Sunday, December 6, 2009

A Rabbi, a Policeman and a Dog Walk Into a State Capitol...

No, this is NOT a joke.  You just can't make this stuff up.  Eric A. Stern, writing in The New York Times' Religion Journal column yesterday, told the story of how a rabbi with a long beard, black hat, and long black coat helped to solve a problem for the Police Department in Helena, the capital city of Montana.  

It seems that the Helena Police Department needed a dog trained to do searches for bombs, but didn't want to pay the going price of $20,000.  After shopping around, they found that Israel had a surplus of these trained dogs and was willing to give the dog to Montana for the price of a flight.  So that's how Miky (pronounced Mikey), a German shepherd, landed in Montana.  

But there was one problem.  Miky had been trained by Hebrew speaking handlers.  When he arrived in Helena, he wouldn't respond to commands in English.  The officer, who was given a list of Hebrew commands like "Hishaer" (stay) "Chapess" (search) and "Kelev Tov" (good doggy), suspected that his pronunciation was not good enough for the dog to understand.  
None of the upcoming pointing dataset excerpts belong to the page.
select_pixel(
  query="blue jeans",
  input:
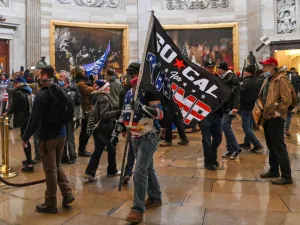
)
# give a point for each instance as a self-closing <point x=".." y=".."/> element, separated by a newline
<point x="250" y="137"/>
<point x="101" y="141"/>
<point x="211" y="129"/>
<point x="288" y="120"/>
<point x="232" y="144"/>
<point x="36" y="144"/>
<point x="130" y="161"/>
<point x="144" y="178"/>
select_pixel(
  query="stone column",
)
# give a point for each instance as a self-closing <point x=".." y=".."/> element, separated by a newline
<point x="143" y="21"/>
<point x="254" y="25"/>
<point x="33" y="32"/>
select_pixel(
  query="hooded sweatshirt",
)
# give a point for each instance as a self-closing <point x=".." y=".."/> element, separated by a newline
<point x="20" y="105"/>
<point x="115" y="88"/>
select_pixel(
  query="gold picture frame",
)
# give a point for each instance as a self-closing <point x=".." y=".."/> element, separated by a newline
<point x="123" y="27"/>
<point x="235" y="35"/>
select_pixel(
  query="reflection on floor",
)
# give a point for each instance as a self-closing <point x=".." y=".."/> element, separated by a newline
<point x="233" y="195"/>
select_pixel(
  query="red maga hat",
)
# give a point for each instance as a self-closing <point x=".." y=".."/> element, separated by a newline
<point x="270" y="61"/>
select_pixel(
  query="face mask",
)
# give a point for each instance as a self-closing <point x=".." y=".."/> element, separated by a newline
<point x="267" y="74"/>
<point x="61" y="83"/>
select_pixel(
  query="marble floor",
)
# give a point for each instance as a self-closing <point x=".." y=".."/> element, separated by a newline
<point x="233" y="195"/>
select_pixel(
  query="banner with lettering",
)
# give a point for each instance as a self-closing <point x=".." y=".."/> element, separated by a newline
<point x="96" y="67"/>
<point x="197" y="92"/>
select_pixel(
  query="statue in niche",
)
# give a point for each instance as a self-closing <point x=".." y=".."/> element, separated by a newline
<point x="196" y="4"/>
<point x="286" y="16"/>
<point x="4" y="3"/>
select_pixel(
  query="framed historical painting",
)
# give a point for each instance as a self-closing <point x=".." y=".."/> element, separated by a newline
<point x="80" y="44"/>
<point x="202" y="42"/>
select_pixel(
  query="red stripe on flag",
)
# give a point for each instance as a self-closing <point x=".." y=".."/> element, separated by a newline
<point x="203" y="106"/>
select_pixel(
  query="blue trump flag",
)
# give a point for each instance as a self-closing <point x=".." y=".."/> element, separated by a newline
<point x="96" y="67"/>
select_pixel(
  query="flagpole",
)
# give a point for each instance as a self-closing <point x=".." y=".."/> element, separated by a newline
<point x="128" y="130"/>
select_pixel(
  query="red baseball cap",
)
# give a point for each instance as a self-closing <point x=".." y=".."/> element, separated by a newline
<point x="269" y="61"/>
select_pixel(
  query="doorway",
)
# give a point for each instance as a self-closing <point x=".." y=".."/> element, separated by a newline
<point x="4" y="55"/>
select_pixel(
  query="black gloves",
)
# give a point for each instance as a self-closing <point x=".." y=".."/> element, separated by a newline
<point x="119" y="128"/>
<point x="145" y="110"/>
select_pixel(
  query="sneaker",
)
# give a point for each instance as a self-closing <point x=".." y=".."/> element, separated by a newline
<point x="72" y="160"/>
<point x="90" y="178"/>
<point x="244" y="146"/>
<point x="226" y="154"/>
<point x="36" y="160"/>
<point x="183" y="142"/>
<point x="256" y="149"/>
<point x="67" y="200"/>
<point x="287" y="133"/>
<point x="209" y="166"/>
<point x="149" y="203"/>
<point x="269" y="174"/>
<point x="235" y="154"/>
<point x="64" y="160"/>
<point x="25" y="162"/>
<point x="43" y="208"/>
<point x="217" y="164"/>
<point x="134" y="217"/>
<point x="85" y="154"/>
<point x="165" y="144"/>
<point x="282" y="181"/>
<point x="28" y="169"/>
<point x="114" y="174"/>
<point x="125" y="179"/>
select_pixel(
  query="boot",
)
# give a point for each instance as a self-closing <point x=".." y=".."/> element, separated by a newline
<point x="43" y="208"/>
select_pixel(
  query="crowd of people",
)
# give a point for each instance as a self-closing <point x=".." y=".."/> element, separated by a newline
<point x="51" y="106"/>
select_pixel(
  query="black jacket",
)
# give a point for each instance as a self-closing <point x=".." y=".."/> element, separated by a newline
<point x="295" y="80"/>
<point x="40" y="111"/>
<point x="232" y="82"/>
<point x="104" y="112"/>
<point x="75" y="95"/>
<point x="249" y="92"/>
<point x="122" y="94"/>
<point x="20" y="106"/>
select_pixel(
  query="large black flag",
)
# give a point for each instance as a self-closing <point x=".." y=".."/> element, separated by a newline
<point x="196" y="91"/>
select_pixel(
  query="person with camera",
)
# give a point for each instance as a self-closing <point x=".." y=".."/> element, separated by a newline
<point x="69" y="154"/>
<point x="102" y="131"/>
<point x="276" y="97"/>
<point x="85" y="87"/>
<point x="133" y="68"/>
<point x="249" y="92"/>
<point x="49" y="116"/>
<point x="20" y="109"/>
<point x="231" y="109"/>
<point x="147" y="111"/>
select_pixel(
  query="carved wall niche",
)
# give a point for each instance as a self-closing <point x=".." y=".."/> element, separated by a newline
<point x="93" y="3"/>
<point x="196" y="4"/>
<point x="286" y="16"/>
<point x="4" y="3"/>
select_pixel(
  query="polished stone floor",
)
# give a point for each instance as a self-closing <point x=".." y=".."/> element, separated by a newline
<point x="233" y="195"/>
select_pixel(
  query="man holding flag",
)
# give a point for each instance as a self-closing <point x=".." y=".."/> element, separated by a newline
<point x="194" y="90"/>
<point x="94" y="69"/>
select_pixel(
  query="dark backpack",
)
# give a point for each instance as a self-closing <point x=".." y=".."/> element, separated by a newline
<point x="61" y="109"/>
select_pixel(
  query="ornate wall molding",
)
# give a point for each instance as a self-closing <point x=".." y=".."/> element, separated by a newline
<point x="93" y="3"/>
<point x="4" y="3"/>
<point x="286" y="16"/>
<point x="196" y="4"/>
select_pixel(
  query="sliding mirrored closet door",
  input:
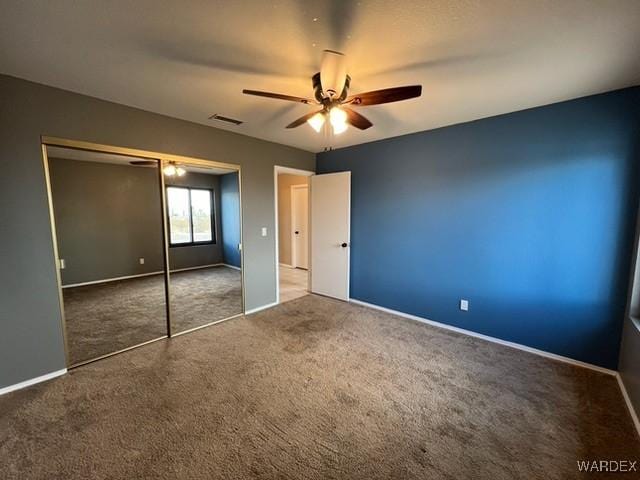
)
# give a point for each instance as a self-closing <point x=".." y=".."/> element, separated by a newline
<point x="203" y="218"/>
<point x="108" y="223"/>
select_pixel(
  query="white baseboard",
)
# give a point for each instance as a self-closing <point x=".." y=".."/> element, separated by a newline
<point x="627" y="400"/>
<point x="33" y="381"/>
<point x="506" y="343"/>
<point x="115" y="279"/>
<point x="198" y="267"/>
<point x="160" y="272"/>
<point x="259" y="309"/>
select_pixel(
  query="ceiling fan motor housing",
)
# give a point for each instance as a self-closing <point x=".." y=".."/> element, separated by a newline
<point x="329" y="99"/>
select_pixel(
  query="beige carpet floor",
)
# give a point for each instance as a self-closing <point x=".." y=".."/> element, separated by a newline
<point x="317" y="389"/>
<point x="293" y="283"/>
<point x="108" y="317"/>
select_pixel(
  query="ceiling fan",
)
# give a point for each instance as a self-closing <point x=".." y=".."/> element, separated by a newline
<point x="331" y="92"/>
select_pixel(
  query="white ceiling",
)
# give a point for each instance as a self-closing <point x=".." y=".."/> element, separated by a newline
<point x="474" y="58"/>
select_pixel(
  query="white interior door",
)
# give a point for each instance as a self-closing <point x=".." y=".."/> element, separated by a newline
<point x="330" y="234"/>
<point x="300" y="226"/>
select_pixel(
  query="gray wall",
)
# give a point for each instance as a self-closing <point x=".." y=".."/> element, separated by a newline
<point x="107" y="217"/>
<point x="31" y="341"/>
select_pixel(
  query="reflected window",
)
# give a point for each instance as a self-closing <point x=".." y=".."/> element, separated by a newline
<point x="191" y="217"/>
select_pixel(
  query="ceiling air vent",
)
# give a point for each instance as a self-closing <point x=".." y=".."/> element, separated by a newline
<point x="222" y="118"/>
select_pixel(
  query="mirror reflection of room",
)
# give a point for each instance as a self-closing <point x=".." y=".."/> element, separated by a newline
<point x="108" y="220"/>
<point x="203" y="213"/>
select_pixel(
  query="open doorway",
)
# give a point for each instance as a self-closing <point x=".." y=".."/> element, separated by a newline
<point x="293" y="232"/>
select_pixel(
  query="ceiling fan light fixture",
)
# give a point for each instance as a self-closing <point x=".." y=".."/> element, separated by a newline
<point x="338" y="119"/>
<point x="317" y="121"/>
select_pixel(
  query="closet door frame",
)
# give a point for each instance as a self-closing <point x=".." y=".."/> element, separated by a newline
<point x="162" y="159"/>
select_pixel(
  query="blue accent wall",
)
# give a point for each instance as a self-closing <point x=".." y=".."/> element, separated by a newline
<point x="530" y="216"/>
<point x="230" y="218"/>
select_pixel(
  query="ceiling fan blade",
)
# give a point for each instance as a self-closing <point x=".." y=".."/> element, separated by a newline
<point x="357" y="120"/>
<point x="386" y="95"/>
<point x="301" y="120"/>
<point x="278" y="96"/>
<point x="143" y="163"/>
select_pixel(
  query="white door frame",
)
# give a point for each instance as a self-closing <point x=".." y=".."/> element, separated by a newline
<point x="277" y="170"/>
<point x="294" y="213"/>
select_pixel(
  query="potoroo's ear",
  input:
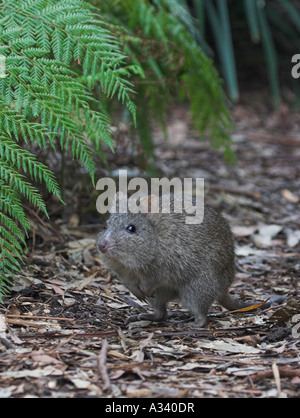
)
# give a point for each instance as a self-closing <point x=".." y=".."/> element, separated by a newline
<point x="150" y="204"/>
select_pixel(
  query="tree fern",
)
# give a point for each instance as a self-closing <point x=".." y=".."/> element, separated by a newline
<point x="51" y="49"/>
<point x="159" y="37"/>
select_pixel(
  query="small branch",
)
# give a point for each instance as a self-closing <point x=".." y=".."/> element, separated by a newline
<point x="102" y="366"/>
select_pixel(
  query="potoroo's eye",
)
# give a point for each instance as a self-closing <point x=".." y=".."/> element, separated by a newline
<point x="131" y="229"/>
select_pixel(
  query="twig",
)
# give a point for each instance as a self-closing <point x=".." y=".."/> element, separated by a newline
<point x="283" y="371"/>
<point x="102" y="366"/>
<point x="51" y="318"/>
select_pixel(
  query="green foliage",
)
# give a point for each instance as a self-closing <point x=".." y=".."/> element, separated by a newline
<point x="48" y="46"/>
<point x="159" y="38"/>
<point x="59" y="55"/>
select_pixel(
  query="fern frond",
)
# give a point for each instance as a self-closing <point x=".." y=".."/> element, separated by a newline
<point x="55" y="53"/>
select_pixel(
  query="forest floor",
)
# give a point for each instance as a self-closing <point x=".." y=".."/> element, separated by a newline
<point x="62" y="328"/>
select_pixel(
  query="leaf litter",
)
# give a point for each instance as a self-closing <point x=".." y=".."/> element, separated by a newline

So the policeman and the dog showed up at the Capitol on the first night of Hanukkah last year.  When the candle lighting ceremony was over, the policeman approached the Hasidic rabbi, who helped him with his Hebrew pronunciations, and made himself available as needed to help the officer communicate with his security dog.

The article relates interesting information about Jewish life in Montana, and how it is experiencing a minor revival.  The article concludes,
...the big winner is the rabbi, a recent arrival from Brooklyn who is working hard (against tough odds) to bring his Lubavitch movement to Montana.  He has been scouring the state for anyone who can speak Hebrew, and is elated to have found a German shepherd he can talk to.